Mathilde apprécie la diversité de ses missions. « Alterner entre le bureau et les infrastructures sportives, c’est ce qui me plaît le plus. ». Employée sous un régime administratif de 40 heures par semaine, elle enseigne environ sept heures, notamment en cross training, abdos-cuisses-fessiers et athlétisme, réparties sur le jeudi et le vendredi après-midi. En revanche, elle laisse d’autres disciplines à des spécialistes : « Je ne me serais jamais lancée dans le tennis de table, ça aurait été un carnage ! ». Passionnée par la danse contemporaine, qu’elle pratique depuis la fac, et le crossfit, qu’elle a découvert il y a un an, Mathilde s’est aussi mise au swimrun, un sport alliant course et natation.
« Il y a plus d’humain et moins de barrières dans le sport. On y vit des émotions bien plus fortes que dans un cadre classique. »
Toutefois, son poste présente quelques inconvénients. « Je travaille souvent seule dans mon bureau. Les vacataires sont sur le terrain, donc l’information circule parfois moins vite, et j’ai parfois du mal à avoir une vision d’ensemble. ». Malgré quelques difficultés, Mathilde s’est bien intégrée, notamment grâce à sa colocataire de bureau, Floriane Reilhan : « Cela a vraiment facilité mon adaptation. ».

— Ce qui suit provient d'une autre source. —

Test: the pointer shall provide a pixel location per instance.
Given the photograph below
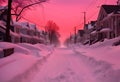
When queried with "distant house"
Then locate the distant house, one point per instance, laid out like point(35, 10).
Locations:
point(108, 22)
point(80, 35)
point(89, 29)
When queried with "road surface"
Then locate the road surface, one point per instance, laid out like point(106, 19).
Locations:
point(64, 65)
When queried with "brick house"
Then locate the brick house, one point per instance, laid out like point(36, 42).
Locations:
point(108, 22)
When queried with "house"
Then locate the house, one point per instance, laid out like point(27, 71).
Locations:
point(88, 29)
point(108, 22)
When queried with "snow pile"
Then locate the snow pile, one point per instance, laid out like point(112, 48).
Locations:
point(22, 65)
point(103, 60)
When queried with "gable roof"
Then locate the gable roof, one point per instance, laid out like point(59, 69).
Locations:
point(111, 8)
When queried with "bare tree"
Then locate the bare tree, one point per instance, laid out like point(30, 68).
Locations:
point(17, 6)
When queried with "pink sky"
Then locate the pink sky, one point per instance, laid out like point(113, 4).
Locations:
point(66, 13)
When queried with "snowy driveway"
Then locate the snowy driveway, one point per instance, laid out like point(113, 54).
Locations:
point(64, 66)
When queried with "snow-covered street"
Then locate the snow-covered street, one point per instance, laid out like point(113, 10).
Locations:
point(76, 63)
point(64, 66)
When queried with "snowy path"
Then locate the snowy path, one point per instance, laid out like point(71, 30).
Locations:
point(64, 66)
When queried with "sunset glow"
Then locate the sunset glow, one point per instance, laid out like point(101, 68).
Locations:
point(66, 13)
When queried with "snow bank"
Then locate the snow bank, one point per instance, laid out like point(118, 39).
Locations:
point(22, 65)
point(103, 59)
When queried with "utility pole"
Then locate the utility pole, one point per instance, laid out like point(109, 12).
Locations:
point(75, 38)
point(8, 38)
point(84, 18)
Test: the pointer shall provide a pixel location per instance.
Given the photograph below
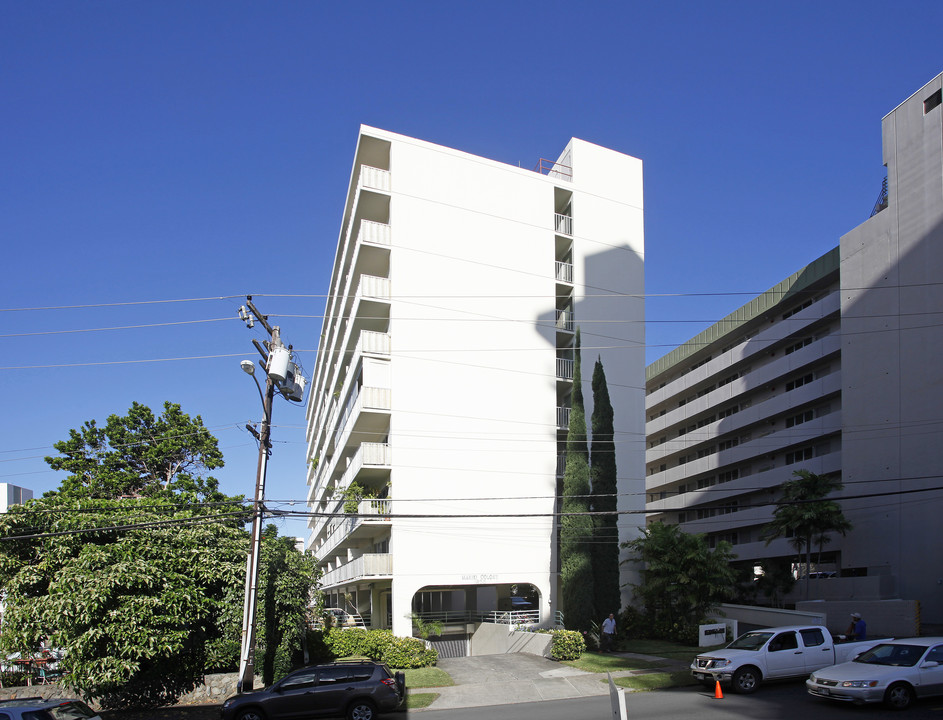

Une vision du sport à Sciences Po Bordeaux
Mathilde gère surtout le sport noté, qui concerne près de 1 200 étudiants. Elle collabore avec les vacataires, des enseignants venant de lycées, des spécialistes diplômés d’État ou des clubs sportifs. « Le monde du sport et de l’EPS est petit. La plupart des vacataires viennent de STAPS Bordeaux, donc le réseau aide beaucoup. ». Avec une vingtaine de vacataires et une cinquantaine de sports, l’offre sportive de Sciences Po Bordeaux est impressionnante et même bien plus vaste que celle de STAPS, où les choix sont plus limités voire même imposés. « C’est une vraie chance d’avoir autant de disciplines accessibles », souligne-t-elle.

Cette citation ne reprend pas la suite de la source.